Popular iPhone camera app Halide just launched Mark III, a major update that's been years in the making. The headline feature? Process Zero II now supports HDR and ProRAW - a seemingly contradictory move for a mode designed to strip away computational photography. Available today as a Public Preview, the update also includes a new black-and-white film simulation called Chroma Noir and marks a subtle shift in how we think about "natural" smartphone photography.
Halide, the beloved iPhone camera app for photography enthusiasts, just dropped its most significant update in years. Mark III arrives today as a Public Preview, and it's bringing some unexpected features to the table - starting with HDR support in Process Zero, the app's deliberately minimalist shooting mode.
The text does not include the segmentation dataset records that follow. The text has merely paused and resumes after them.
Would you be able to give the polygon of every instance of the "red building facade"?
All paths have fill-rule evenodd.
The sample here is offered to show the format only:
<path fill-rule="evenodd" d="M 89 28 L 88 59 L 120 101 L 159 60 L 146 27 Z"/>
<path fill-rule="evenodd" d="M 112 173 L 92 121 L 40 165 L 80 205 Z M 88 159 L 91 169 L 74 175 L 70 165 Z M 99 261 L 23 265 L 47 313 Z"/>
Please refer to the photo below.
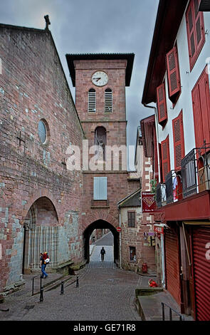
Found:
<path fill-rule="evenodd" d="M 202 2 L 159 1 L 142 103 L 156 104 L 164 287 L 182 313 L 209 321 L 209 13 Z"/>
The move seems counterintuitive at first. Process Zero launched last year as Halide's answer to over-processed smartphone photos, stripping away computational photography's heavy hand. Now it's embracing HDR and ProRAW, two technologies closely tied to Apple's processing pipeline.
But Halide's team is quick to clarify what they mean by HDR. "This is my semi-regular cue to remind you that HDR is not a dirty word," writes The Verge's Allison Johnson in her coverage. The distinction matters - we've come to associate HDR with that over-processed, flattened look where shadows get artificially brightened and highlights lose all punch. That's what happens when high dynamic range scenes get compressed for standard displays.
True HDR displays on modern iPhones tell a different story. They can show a wider range of tones, letting bright highlights actually glow while shadows stay dark. The new Process Zero II taps into this capability, allowing photographers to capture more tonal information without the aggressive processing that typically comes with it.
The ProRAW integration follows similar logic. By shooting ProRAW in Process Zero, users get images that have passed through part of processing pipeline but retain flexibility for post-capture adjustments. It's a middle ground between completely raw sensor data and Apple's fully processed output.